In the easiest case, the simulation runs on a single thread, with the rest of the threads dedicated to graphics, sound, and other systems. If we apply all the techniques we’ve covered so far, the simulation itself should be deterministic and we shouldn’t have to do anything different than we did in the singlethreaded case.
However, as soon as the simulation is spread across multiple threads, we need to be a lot more careful. Even if we have no control over the thread context switches, we can at least ensure that major events happen in the same order no matter how they were executed. For example, if a worker thread creates a set of actions to be executed, we can sort those actions before processing them. If that’s not an option (because those actions are processed as soon as they are created, for example), we could record the creation order as part of the input recording, although enforcing that order during playback might have far reaching consequences for many systems deep inside the game.

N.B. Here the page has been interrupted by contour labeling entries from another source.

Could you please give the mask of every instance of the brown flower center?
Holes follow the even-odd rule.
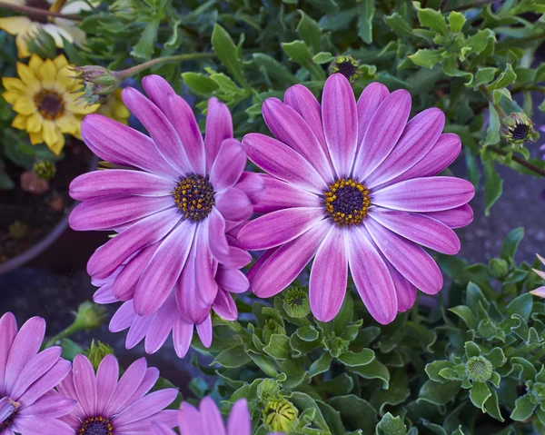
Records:
[[[51,89],[42,89],[35,95],[35,103],[38,112],[45,119],[57,119],[64,114],[63,97]]]

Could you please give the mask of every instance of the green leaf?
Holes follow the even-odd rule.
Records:
[[[358,35],[366,44],[372,43],[372,17],[375,13],[374,0],[362,0],[358,10]]]
[[[414,64],[431,68],[443,60],[441,50],[429,50],[427,48],[417,51],[409,56]]]
[[[424,27],[430,27],[443,36],[449,33],[447,22],[440,11],[435,9],[421,9],[420,2],[412,2],[415,9],[418,11],[418,19]]]
[[[234,369],[250,362],[251,359],[243,346],[235,346],[223,351],[215,357],[210,365],[220,364],[222,367]]]
[[[456,381],[447,382],[428,381],[419,392],[417,403],[424,400],[435,405],[446,405],[456,397],[461,386],[461,382]]]
[[[482,412],[485,412],[484,403],[491,395],[492,393],[486,383],[473,381],[473,386],[470,390],[470,399],[471,403],[477,408],[481,408]]]
[[[489,127],[490,131],[490,127]],[[501,196],[503,180],[490,162],[484,163],[484,214],[490,216],[490,208]]]
[[[401,417],[394,417],[387,412],[379,421],[375,430],[376,435],[405,435],[407,427]]]
[[[239,84],[247,87],[246,80],[243,74],[243,68],[238,56],[236,45],[231,39],[227,31],[217,23],[212,33],[212,46],[222,64],[231,73]]]
[[[510,415],[510,419],[515,421],[524,421],[531,417],[536,407],[535,400],[530,393],[520,397],[515,401],[515,409]]]
[[[519,244],[523,237],[524,227],[519,227],[511,230],[503,241],[501,250],[500,251],[500,256],[503,260],[512,262],[513,258],[515,257],[515,253],[517,253],[517,249],[519,249]]]
[[[345,366],[358,367],[369,364],[374,359],[374,352],[371,349],[363,349],[358,353],[342,353],[337,359]]]
[[[283,43],[282,47],[290,59],[305,68],[314,80],[323,80],[325,74],[322,67],[312,62],[312,55],[303,41]]]
[[[318,23],[302,10],[297,12],[301,14],[301,21],[297,25],[295,31],[312,53],[320,52],[320,35],[322,32],[320,31]]]

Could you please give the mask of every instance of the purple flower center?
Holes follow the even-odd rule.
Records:
[[[215,204],[213,186],[196,173],[180,180],[174,189],[174,203],[184,219],[198,222],[204,219]]]
[[[371,205],[369,190],[352,178],[341,178],[323,193],[326,214],[339,226],[359,225]]]
[[[114,427],[104,417],[89,417],[82,421],[78,435],[114,435]]]
[[[64,114],[63,97],[51,89],[42,89],[35,95],[35,103],[45,119],[57,119]]]

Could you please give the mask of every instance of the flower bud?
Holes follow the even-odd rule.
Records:
[[[494,278],[504,278],[509,273],[509,263],[501,258],[491,258],[489,262],[489,272]]]
[[[308,316],[311,312],[311,305],[306,291],[300,287],[290,287],[284,296],[283,309],[288,316],[294,319]]]
[[[484,382],[492,377],[492,363],[483,356],[471,357],[466,362],[466,374],[471,381]]]
[[[268,430],[289,435],[297,426],[298,415],[297,408],[291,401],[285,399],[271,400],[263,410],[263,423]]]
[[[51,180],[56,173],[54,163],[48,161],[35,163],[32,170],[38,178],[45,181]]]

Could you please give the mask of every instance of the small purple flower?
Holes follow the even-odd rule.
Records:
[[[17,332],[15,316],[0,319],[0,434],[73,435],[61,420],[75,406],[54,388],[70,372],[70,361],[61,357],[62,349],[51,347],[38,352],[45,321],[29,319]]]
[[[314,316],[339,311],[349,269],[367,309],[391,322],[411,308],[416,289],[434,294],[441,271],[419,246],[453,254],[452,228],[469,224],[474,188],[438,177],[460,153],[456,134],[441,134],[445,117],[431,108],[411,121],[411,95],[378,83],[356,103],[348,80],[331,75],[322,105],[296,84],[284,102],[269,98],[265,123],[276,139],[250,133],[248,157],[267,174],[263,213],[239,232],[241,246],[268,250],[253,265],[251,289],[270,297],[314,258],[310,302]]]
[[[114,279],[116,300],[133,301],[146,319],[175,301],[185,322],[200,324],[218,298],[218,271],[251,261],[226,232],[252,216],[263,183],[243,172],[246,154],[225,104],[208,102],[203,139],[191,107],[163,78],[144,77],[143,86],[149,99],[133,88],[123,99],[151,137],[99,114],[83,121],[89,148],[122,169],[72,183],[70,194],[83,203],[70,225],[118,232],[87,264],[94,280]]]
[[[102,361],[96,374],[89,360],[77,355],[72,375],[57,386],[61,394],[77,400],[77,407],[63,420],[77,435],[148,435],[152,421],[173,428],[178,412],[164,408],[178,391],[165,389],[147,394],[158,379],[159,371],[148,368],[144,358],[131,364],[119,379],[114,355]]]
[[[175,435],[166,426],[154,423],[154,435]],[[239,399],[229,414],[227,428],[214,401],[205,397],[199,409],[183,402],[180,408],[179,428],[182,435],[252,435],[252,421],[248,402]],[[272,433],[270,435],[282,435]]]

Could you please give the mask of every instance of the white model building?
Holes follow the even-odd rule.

If achieving 100 percent determinism in a threaded environment is important to your project, have a look at Replay Director. It’s a commercial tool and set of libraries that gives you very accurate recordings and playbacks of your game, including thread context switches, with little extra programming on your part.
More Than Just For Debugging
At this point, if you’ve applied all the techniques we’ve discussed so far, you should have a pretty bullet-proof recording and playback system: lightweight, reliable, and accurate. It will be a great help as a debugging tool, but there’s no reason to stop there. You could use the same system to record demo sequences to show off in presentations without the need to make a movie capture and degrade the image quality. You can also truthfully claim that it’s a live demo, running on the game itself, not a canned movie, which always carries extra weight with most audiences.
You can even integrate the playback system as a key feature in your game. Halo 3 already does this by allowing you to replay any play session, examine what happen exactly, and let you take screenshots of the juiciest moments. It can be a great feature for a lot of games for almost no extra effort over what you’ve already implemented. The main problem will be to make sure future updates to the game don’t affect the playback of older gameplay sessions. This is really hard to achieve, since the most insignificant change can end up causing the simulation to diverge in unexpected ways. So if you’re going to rely on it as a game feature, you need a suite of comprehensive tests verifying that nothing changes whenever the game is updated. Last month we saw how to verify that a playback results in the same game state as the original session, so again, there’s very little extra work there.
With all these techniques in your toolbox, you should be able to make your game pretty close to 100 percent deterministic—enough to have a solid playback system and use it to its fullest during production, and maybe even as a game feature.
This article was originally printed in the June 2008 issue of Game Developer.